Study uses patient data to build and validate prediction model

A total of 259 women comprised the training set used to develop the predictive model, and the remaining 111 women made up the validation set. In the validation group, about 80% of the women were younger than 35. In both groups, about 2% had a previous history of ICP, and nearly half worked during pregnancy.

The rate of preterm birth was higher in the training set than in the validation set (17.37% vs. 9.91%), but this difference did not reach statistical significance.

In the model developed from the training group, working during pregnancy, medication use, and placental maturity grades II and III were significantly associated with a lower risk of preterm birth. Placental maturity grades II and III are generally seen later in pregnancy, typically in the third trimester (weeks 28 to 40).

The placenta is an organ-like structure that connects to the unborn baby via the umbilical cord and helps deliver oxygen and nutrients to the fetus and remove waste products.

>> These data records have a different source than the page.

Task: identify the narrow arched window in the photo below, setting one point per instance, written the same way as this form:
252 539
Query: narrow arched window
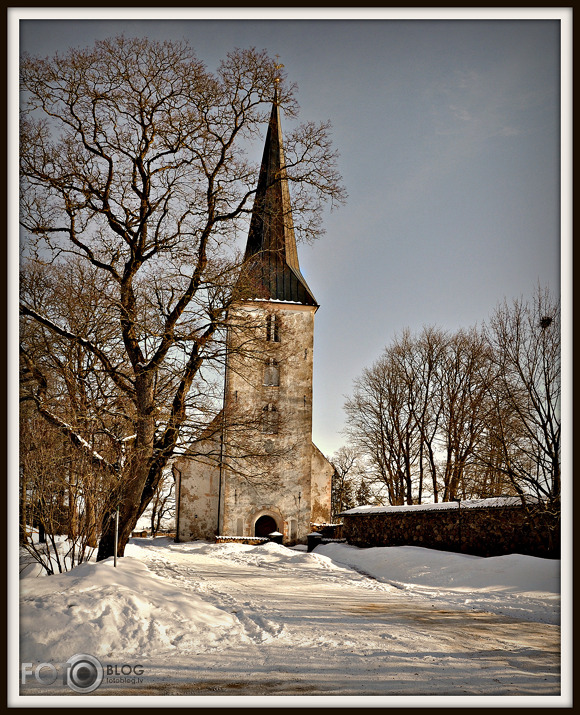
271 373
270 419
273 328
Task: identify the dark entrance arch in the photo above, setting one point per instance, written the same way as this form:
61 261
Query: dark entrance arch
265 525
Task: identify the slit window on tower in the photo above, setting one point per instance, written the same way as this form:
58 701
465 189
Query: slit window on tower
271 373
270 419
273 328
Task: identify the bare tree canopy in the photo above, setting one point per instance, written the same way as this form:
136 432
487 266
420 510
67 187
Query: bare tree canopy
135 185
471 414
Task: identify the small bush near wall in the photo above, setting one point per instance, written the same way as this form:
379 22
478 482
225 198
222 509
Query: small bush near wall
471 528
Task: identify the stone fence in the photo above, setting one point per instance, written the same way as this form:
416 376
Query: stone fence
485 527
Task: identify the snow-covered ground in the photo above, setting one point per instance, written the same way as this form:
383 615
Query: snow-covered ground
338 626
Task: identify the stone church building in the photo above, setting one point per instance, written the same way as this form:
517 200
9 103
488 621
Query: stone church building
228 490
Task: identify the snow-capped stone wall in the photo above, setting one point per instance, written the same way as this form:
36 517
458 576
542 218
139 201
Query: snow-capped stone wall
478 529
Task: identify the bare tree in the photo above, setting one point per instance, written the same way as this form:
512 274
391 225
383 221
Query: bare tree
162 505
344 479
466 375
526 344
382 425
133 159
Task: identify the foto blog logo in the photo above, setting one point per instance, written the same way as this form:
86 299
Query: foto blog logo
82 673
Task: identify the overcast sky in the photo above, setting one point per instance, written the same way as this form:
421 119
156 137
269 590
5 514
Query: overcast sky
449 140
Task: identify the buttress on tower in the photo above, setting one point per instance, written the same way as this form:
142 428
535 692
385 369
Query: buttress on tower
290 487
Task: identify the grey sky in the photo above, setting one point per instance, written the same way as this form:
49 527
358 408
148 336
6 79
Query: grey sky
448 132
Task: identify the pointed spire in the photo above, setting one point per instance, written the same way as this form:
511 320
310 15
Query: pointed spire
271 255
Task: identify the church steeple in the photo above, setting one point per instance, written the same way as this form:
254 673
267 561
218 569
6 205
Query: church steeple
271 258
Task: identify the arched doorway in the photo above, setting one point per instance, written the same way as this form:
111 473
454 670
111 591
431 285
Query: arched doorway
265 525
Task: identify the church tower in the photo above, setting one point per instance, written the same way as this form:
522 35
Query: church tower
270 384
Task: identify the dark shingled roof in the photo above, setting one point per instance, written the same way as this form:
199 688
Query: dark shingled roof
271 269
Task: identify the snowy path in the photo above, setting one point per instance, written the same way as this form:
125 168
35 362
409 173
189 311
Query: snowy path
225 620
309 626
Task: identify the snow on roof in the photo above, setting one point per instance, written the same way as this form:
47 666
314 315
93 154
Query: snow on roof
467 504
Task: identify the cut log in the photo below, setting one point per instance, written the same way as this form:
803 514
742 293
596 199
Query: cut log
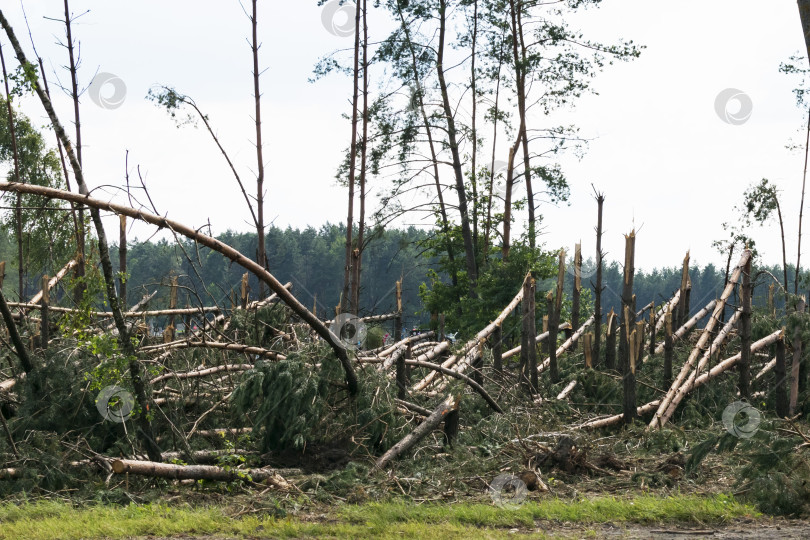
193 472
453 373
430 423
568 343
661 415
539 339
202 372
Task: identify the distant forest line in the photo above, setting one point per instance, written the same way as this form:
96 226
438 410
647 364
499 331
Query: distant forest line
312 260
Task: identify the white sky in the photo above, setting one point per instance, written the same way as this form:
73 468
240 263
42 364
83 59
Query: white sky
666 162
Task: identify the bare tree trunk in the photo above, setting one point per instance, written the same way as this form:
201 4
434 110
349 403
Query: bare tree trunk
474 132
598 287
78 292
801 205
361 223
528 351
575 296
261 255
628 310
745 333
19 347
466 233
122 258
17 178
795 368
669 349
345 299
445 223
610 341
430 423
145 428
780 373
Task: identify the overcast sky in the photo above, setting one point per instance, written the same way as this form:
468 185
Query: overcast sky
667 162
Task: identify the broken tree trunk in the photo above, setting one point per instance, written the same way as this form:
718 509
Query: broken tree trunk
683 309
540 338
472 345
297 307
688 325
610 341
528 351
190 472
22 354
745 333
575 295
713 373
795 368
554 321
54 280
661 415
669 349
567 344
429 424
780 372
598 287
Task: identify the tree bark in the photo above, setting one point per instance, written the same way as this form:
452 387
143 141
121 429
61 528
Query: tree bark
780 373
797 360
345 299
215 245
664 410
430 423
466 233
745 333
598 287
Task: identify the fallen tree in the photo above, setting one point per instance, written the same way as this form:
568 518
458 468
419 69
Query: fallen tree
232 254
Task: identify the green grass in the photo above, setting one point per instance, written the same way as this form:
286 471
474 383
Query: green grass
376 520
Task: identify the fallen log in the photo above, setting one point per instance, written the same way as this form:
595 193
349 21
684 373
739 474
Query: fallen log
539 339
567 390
666 308
472 345
662 415
681 332
452 373
568 343
212 243
389 349
449 405
699 381
193 472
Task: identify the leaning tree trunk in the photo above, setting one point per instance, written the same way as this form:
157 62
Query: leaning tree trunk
345 299
464 216
235 256
145 428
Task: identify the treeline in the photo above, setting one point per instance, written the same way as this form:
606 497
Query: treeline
312 259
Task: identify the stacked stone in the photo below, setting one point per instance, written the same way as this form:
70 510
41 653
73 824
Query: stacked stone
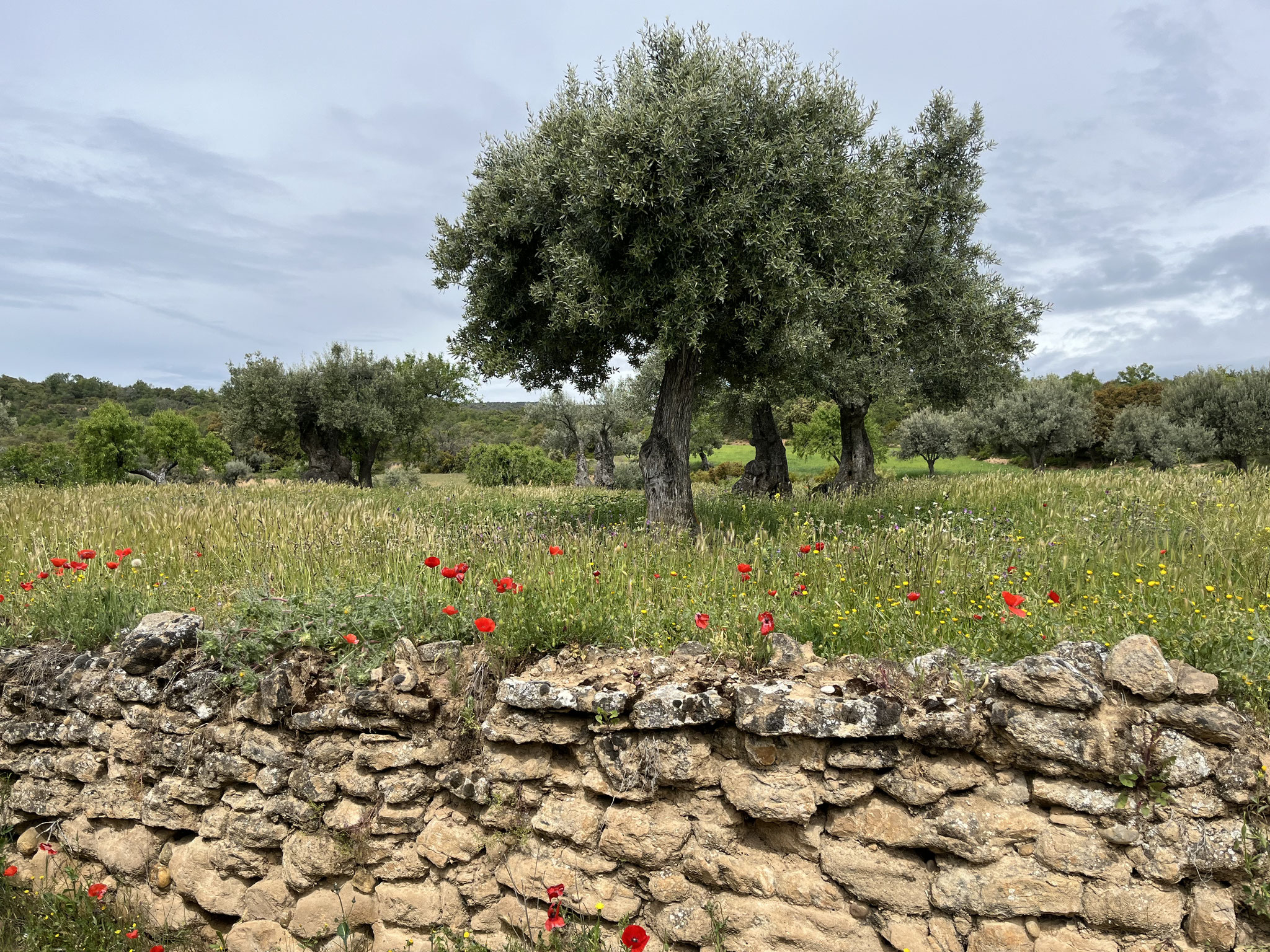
813 805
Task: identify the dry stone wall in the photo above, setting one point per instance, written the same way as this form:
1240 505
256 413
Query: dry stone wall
813 805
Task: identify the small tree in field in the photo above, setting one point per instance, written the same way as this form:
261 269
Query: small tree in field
691 201
929 434
1235 405
1147 432
567 421
111 443
1042 418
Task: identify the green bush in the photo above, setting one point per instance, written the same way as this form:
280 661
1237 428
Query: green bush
515 465
43 464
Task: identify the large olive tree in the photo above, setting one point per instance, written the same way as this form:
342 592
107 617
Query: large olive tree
691 200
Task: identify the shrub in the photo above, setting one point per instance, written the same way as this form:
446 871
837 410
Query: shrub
399 477
513 465
236 470
42 464
719 472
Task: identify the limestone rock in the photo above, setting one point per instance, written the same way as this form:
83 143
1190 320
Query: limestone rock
1139 666
259 936
1011 886
1212 923
1193 684
1000 937
549 696
1081 852
510 725
892 879
1047 679
649 835
789 707
779 795
195 878
1133 907
448 839
420 906
1214 724
676 706
156 639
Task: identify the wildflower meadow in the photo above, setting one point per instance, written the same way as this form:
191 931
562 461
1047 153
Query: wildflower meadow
997 564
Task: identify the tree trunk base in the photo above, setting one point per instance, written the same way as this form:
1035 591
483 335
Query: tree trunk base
664 459
769 472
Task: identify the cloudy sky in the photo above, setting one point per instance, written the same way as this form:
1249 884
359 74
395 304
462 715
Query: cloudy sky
184 183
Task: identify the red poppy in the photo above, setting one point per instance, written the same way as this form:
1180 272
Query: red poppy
634 938
554 919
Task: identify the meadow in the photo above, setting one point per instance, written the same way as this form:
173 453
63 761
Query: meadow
1184 557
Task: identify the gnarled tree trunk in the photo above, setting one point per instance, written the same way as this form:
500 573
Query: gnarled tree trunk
664 459
856 467
770 469
326 462
605 466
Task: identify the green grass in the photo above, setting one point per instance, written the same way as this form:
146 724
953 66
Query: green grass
303 564
815 465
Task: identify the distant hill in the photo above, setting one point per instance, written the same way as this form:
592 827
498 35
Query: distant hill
48 410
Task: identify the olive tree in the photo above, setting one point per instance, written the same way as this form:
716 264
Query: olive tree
1039 419
567 423
1145 431
935 323
347 407
1233 405
691 201
929 434
112 443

In contrast, higher blood levels of certain immune cells (lymphocytes and neutrophils) and bile acids, a main component of bile, were significantly associated with a higher risk of preterm birth.

Model shows good accuracy in identifying higher-risk pregnancies

Based on these risk factors, the team developed a model to predict preterm birth and calculated the area under the curve (AUC), a statistical measure of how well a test distinguishes between two groups (in this case, women with or without preterm birth). AUC values range from zero to one, with higher values indicating higher predictive accuracy.

The model’s AUC was 0.85 in the training group and 0.72 in the validation group, indicating that it was able to distinguish women at higher risk of preterm birth from those without. Further analysis showed that the predicted risk was in good agreement with the observed risk values, and decision-curve analysis suggested the model may have clinical usefulness.

To facilitate use of the model, researchers presented it as a visual prediction tool. Each factor corresponds to a distinct score, and “by summing all variables’ scores, we obtain a total score,” where higher values reflect a higher chance of preterm birth, the researchers wrote.

“Although the prediction model developed in this study demonstrated good performance,” at discriminating women at a higher risk of preterm birth, further studies “in diverse populations and clinical settings [are] still needed to evaluate its generalizability and robustness.”